A/n: Hello ladies (and gentlemen, who knows?)

First of all, thank you thank you thank you for the beautiful reviews ^^ You know I love them. keep it coming, please!

Now, I won't tell too much about this fragment, for I'll leave you to figure it out by yourselves. I think it's more fun that way. ;) I'll only say it's a fragment from Cho's diary, and it's from the future (though not as much into the future as the flash forwards.)

I hope I'm not confusing you guys too much.

My sincerest apologies if I am :s


Cho's Diary

I know I'm supposed to write every day. It's the rule when keeping a diary isn't it?

The truth is, I don't care enough about my life to feel the need to write about it. One might say it's an occupation for the self-centred, don't you think? And who am I talking to anyway. If I don't care to write, I certainly won't care to read. And I can think of none else who would, for I'm not foolish enough to write anything down that will get me killed.
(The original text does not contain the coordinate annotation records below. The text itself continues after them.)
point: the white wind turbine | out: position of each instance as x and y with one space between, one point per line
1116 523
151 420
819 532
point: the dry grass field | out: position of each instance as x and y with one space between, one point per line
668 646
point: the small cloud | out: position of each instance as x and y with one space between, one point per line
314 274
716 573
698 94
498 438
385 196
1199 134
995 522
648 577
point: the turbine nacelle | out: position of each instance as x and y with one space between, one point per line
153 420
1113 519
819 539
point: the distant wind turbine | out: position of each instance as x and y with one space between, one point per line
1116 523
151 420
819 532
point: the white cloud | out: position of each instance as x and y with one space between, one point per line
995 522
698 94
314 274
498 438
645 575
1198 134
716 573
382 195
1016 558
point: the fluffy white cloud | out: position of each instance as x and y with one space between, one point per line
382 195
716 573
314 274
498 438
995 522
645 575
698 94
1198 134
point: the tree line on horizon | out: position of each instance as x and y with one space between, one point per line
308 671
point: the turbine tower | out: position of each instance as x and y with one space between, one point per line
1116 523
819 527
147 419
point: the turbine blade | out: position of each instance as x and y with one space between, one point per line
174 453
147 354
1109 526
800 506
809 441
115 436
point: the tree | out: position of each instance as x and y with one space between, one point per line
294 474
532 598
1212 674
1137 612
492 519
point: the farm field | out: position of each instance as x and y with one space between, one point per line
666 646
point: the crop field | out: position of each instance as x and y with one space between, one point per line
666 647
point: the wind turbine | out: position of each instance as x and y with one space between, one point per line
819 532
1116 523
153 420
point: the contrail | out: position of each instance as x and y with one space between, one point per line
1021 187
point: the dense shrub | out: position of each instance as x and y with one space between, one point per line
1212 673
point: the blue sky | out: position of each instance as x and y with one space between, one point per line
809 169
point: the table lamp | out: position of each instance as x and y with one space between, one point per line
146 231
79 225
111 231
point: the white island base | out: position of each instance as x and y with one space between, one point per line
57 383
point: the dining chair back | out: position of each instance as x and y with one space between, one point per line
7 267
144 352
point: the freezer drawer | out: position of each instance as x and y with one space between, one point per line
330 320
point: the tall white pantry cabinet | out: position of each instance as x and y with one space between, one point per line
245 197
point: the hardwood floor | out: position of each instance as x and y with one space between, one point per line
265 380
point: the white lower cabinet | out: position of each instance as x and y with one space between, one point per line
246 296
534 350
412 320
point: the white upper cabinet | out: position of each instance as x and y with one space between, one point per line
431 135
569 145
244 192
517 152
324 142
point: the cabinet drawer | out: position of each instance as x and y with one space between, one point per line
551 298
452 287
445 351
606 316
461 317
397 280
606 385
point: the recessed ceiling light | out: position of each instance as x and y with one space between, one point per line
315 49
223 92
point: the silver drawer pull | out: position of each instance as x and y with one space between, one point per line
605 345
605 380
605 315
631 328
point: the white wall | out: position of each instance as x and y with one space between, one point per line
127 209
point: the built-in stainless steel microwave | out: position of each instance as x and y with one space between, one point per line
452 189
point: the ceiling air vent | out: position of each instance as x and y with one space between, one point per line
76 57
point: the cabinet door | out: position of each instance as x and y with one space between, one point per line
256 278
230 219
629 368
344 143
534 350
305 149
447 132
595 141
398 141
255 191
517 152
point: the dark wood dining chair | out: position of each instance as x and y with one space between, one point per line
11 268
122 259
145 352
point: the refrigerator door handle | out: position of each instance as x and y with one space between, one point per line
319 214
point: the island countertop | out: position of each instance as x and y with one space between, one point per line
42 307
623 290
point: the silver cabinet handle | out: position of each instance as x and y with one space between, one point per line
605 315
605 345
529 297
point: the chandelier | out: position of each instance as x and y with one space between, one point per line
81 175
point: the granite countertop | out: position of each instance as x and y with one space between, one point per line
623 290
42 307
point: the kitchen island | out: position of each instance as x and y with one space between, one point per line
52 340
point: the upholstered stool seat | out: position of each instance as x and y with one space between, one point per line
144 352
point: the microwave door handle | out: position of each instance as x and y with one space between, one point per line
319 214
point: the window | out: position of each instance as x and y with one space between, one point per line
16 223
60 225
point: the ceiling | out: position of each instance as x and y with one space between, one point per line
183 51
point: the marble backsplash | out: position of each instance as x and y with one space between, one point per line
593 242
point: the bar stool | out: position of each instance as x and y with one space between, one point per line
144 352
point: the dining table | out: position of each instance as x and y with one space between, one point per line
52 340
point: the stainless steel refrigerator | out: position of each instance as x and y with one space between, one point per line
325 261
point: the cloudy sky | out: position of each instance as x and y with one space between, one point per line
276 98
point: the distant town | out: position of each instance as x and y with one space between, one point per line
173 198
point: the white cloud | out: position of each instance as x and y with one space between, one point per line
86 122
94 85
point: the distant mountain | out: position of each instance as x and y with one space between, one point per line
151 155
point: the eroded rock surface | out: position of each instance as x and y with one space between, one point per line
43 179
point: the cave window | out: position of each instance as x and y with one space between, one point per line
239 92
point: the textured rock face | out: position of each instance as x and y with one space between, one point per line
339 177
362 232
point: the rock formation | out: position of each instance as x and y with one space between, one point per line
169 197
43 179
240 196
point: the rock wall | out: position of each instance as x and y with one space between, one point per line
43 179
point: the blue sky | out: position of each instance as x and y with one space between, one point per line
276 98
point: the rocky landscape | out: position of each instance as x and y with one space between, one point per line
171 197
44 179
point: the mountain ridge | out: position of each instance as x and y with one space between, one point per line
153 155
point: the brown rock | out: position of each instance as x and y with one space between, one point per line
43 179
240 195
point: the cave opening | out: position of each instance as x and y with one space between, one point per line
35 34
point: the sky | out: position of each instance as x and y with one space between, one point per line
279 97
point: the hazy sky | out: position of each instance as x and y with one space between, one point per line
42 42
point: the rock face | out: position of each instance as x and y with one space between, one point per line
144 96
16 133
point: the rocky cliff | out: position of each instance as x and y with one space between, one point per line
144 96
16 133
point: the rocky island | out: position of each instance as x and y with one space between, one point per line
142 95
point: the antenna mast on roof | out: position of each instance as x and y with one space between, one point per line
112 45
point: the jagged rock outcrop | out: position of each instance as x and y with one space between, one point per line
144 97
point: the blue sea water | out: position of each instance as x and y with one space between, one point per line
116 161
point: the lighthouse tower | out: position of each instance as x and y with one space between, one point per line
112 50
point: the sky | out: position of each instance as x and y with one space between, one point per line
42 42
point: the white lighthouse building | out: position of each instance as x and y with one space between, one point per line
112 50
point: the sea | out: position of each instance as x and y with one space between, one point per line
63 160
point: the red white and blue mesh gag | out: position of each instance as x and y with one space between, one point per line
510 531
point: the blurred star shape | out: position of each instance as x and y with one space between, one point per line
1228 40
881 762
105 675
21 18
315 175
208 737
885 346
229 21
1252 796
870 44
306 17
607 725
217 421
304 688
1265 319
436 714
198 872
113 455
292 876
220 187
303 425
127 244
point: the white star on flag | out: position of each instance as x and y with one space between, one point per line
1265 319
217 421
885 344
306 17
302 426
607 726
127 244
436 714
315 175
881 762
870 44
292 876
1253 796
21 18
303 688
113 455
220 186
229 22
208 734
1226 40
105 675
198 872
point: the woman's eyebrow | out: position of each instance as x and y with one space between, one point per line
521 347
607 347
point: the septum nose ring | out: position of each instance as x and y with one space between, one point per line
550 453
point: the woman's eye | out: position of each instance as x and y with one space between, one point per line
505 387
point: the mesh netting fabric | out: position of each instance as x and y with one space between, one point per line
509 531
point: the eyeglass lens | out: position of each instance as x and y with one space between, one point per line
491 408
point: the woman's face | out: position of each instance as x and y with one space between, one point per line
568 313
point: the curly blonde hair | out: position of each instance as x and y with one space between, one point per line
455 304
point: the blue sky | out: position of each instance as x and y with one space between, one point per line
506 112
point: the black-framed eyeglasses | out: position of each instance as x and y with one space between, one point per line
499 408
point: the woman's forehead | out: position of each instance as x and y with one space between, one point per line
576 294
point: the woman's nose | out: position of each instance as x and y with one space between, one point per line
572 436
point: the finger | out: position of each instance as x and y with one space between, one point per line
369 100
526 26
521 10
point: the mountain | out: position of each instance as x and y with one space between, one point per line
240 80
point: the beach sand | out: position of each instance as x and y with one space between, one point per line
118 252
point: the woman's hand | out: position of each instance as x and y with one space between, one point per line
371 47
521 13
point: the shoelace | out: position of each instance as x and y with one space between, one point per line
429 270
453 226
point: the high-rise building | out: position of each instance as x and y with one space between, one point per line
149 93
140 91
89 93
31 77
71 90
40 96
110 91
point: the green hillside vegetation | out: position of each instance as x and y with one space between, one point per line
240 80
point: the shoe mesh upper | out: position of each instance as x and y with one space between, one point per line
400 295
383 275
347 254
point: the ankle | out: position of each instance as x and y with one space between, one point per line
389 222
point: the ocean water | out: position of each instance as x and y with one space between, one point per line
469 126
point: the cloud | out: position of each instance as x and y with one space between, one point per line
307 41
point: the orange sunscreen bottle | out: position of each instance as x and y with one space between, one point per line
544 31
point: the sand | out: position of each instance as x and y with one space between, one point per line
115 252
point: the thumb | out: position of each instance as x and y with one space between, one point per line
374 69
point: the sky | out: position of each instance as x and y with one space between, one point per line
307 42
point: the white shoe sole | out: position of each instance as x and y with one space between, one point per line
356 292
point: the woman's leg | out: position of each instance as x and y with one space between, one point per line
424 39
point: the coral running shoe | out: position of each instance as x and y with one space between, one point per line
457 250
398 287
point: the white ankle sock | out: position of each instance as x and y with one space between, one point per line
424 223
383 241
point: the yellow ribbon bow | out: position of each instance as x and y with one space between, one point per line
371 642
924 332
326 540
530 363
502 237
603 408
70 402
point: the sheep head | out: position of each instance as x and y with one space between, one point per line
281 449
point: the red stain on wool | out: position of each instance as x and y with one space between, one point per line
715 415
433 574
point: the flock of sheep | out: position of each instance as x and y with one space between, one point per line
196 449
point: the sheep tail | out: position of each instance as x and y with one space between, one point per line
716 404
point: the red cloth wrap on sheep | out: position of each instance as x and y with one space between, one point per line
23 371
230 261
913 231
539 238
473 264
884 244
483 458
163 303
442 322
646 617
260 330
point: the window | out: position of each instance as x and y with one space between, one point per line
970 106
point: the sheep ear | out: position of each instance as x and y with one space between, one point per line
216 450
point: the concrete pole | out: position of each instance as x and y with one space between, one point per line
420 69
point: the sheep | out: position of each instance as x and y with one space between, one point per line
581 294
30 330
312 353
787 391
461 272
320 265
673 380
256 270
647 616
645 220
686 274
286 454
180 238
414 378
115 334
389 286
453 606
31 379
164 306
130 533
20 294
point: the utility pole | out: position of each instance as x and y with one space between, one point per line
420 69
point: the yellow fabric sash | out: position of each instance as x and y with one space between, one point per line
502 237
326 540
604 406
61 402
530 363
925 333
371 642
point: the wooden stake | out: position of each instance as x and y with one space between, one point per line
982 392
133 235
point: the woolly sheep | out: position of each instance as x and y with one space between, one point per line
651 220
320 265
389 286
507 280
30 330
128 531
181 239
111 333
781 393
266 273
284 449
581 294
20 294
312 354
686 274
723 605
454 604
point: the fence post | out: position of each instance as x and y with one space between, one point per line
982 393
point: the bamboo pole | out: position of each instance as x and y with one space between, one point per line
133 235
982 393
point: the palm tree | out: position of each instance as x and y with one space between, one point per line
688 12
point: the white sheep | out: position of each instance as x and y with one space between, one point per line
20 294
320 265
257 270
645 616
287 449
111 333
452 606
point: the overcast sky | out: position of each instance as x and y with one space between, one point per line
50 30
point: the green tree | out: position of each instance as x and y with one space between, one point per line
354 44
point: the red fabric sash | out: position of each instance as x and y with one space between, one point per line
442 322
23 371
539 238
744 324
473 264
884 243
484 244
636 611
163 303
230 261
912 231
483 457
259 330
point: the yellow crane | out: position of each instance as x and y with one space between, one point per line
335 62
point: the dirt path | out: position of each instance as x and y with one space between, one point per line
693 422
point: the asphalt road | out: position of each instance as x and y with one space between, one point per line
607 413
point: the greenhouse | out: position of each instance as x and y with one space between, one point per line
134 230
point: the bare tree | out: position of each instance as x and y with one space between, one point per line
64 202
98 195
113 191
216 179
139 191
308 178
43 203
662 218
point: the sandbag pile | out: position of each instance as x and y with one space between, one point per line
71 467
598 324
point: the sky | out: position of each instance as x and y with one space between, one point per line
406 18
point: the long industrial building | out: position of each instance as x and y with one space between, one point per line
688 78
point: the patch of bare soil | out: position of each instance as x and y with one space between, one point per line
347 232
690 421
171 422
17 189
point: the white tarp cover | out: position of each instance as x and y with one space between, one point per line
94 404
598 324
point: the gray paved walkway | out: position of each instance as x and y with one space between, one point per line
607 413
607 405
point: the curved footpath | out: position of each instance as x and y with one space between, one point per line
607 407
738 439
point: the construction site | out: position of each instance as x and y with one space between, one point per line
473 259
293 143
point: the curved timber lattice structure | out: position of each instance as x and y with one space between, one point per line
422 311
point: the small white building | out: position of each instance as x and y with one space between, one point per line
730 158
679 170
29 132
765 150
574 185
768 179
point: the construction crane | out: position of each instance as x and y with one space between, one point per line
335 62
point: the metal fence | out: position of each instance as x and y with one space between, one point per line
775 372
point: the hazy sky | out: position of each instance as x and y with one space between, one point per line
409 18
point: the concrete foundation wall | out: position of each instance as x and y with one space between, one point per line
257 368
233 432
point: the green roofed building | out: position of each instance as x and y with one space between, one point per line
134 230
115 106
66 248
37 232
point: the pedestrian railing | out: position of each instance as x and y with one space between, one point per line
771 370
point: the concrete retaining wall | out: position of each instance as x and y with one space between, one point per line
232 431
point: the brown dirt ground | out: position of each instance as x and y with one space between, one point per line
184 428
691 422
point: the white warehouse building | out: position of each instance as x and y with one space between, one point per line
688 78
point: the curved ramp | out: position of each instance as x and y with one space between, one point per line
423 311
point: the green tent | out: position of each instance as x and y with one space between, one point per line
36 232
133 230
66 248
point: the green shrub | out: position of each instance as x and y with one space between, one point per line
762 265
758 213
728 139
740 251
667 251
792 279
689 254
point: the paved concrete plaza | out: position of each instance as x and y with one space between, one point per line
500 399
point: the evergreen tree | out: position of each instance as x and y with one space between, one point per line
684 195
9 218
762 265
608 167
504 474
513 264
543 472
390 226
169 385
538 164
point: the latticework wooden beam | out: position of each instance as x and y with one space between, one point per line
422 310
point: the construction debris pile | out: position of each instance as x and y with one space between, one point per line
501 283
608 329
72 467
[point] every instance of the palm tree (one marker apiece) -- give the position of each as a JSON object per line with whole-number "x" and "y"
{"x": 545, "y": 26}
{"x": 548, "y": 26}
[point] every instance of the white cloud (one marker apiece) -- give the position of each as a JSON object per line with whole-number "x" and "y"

I'm not sure why I wrote that last entry. When did I even write it? I was high most probably. I'm high now too. It doesn't even matter on what. I think it's going to kill me either way. And since I realised that simple fact, I guess it wouldn't be such a bad thing to write things down. I feel an urge at the end of my life to leave something of me behind. I can find no other way than this diary. This notebook had no idea how important it would be when it was bought by my hands.


It seems I'm stuck. I said I would write, but I abandoned the previous entry, because I did not know what else to write. Now that I have discovered a desire to write, I can't possibly find anything to say. I live for nothing but the next hit. It's all I look forward to, all that makes me get up and get to work. I'd sworn to myself it wouldn't happen to me. It's the silliest, but worst mistake of my life.

Should I tell you what my job is? Oh well, I shouldn't be afraid to shock myself.

I was wrong, I do shock myself. I don't want to admit it. It doesn't matter. I know what I do, I don't need to write it.

I hate this diary thing.


I'm sorry. And I don't know who I'm apologizing to. I should just tell you to fuck yourself. And then I think, is that person me? So I'm insulting me? Well, fuck you bitch!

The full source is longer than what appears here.